Attention is now redrawn to the first method 400. In accordance with the first method 400, processing circuitry 220 can be configured, e.g. using image analysis module 240, to calculate, for each analyzed image of the analyzed images, at least one compensated light intensity value. The compensated light intensity value for a respective analyzed image can be the target light intensity value for the respective analyzed image, optionally corrected to at least reduce the second effect, on the target light intensity value, of the second changes in the internal light between a given image (e.g., initial image) of the sequence of images (e.g., 620) acquired by the camera 110 and the respective analyzed image, and as modified, based on the reference light intensity value for the respective analyzed image, to reduce an effect, on the target light intensity value, of changes in the target ambient light conditions between the given image and the respective analyzed image. This gives rise to compensated light intensity values for the analyzed images (block 412).

In some cases, the compensated light intensity value for each analyzed image can be calculated based on a mathematical operation that includes a relation between the target light intensity value for the respective analyzed image and the reference light intensity value for the respective analyzed image. For example, the compensated light intensity value for a respective analyzed image can be calculated by dividing the target light intensity value for the respective analyzed image by the reference light intensity value for the respective analyzed image. In some cases, as detailed earlier herein, the target light intensity value for the respective analyzed image that is used for the calculation of the compensated light intensity value for the respective analyzed image can be the target light intensity value based on the at least part of the first set of pixels in the respective analyzed image, corrected to at least reduce a second effect of the second changes in the internal light of given internal light sources.
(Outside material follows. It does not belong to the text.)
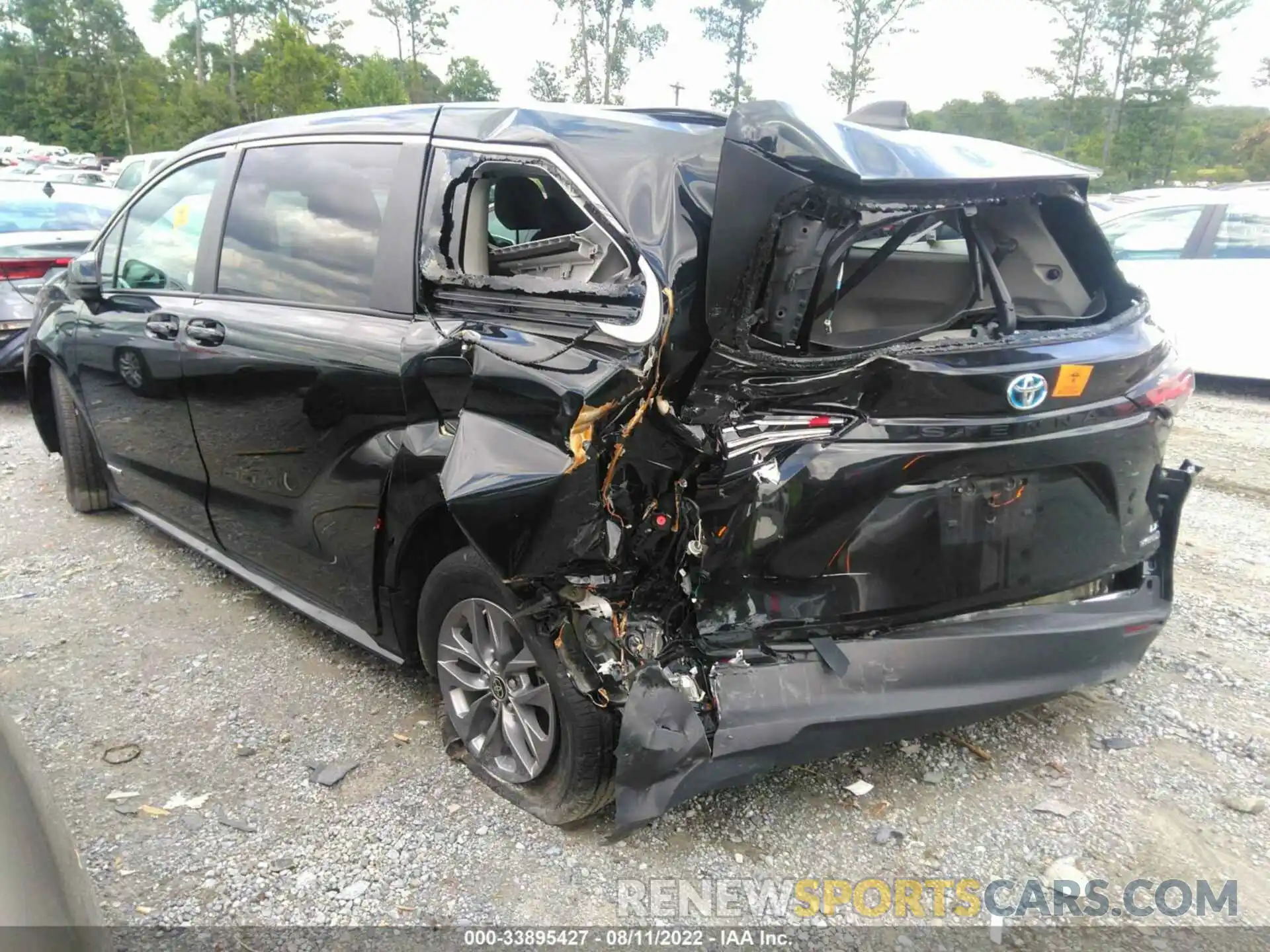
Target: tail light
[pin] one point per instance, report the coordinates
(30, 268)
(1169, 390)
In some cases, in which the target light intensity values for the analyzed images represent the target average level of light intensity (e.g., 610) of the analyzed images and the reference light intensity values for the analyzed images represent the reference average level of light intensity (e.g., 640) of the analyzed images, the compensated light intensity values for the analyzed images can represent a compensated average level of light intensity for the analyzed images, as illustrated in Fig. 6C.

Attention is now briefly drawn to Fig. 6C, an exemplary compensated light intensity graph 650 that illustrates variations in a compensated average level of light intensity 660 across the sequence of images 620, in accordance with the presently disclosed subject matter. It is to be noted that creation of the graph 650 assumes that a target average level of light intensity 610 and a reference average level of light intensity 640 is calculated for each image in the sequence of images 620 acquired by the camera 110, such that a compensated average level of light intensity 660 is calculated for each image in the sequence of images 620 with the exception of the first image in the sequence of images 620. The variations in the compensated average level of light intensity 660 that are encompassed by second dotted ovals 665 result from the movement of the NLOS object 120 within the space 130 outside the LOS of the camera 110 over the second time period, defined above.

By analyzing the compensated light intensity values across the sequence of images 620, detection of the movement of the NLOS object 120 can be achieved with greater certainty, as can be seen from a cursory glance at Fig. 6C.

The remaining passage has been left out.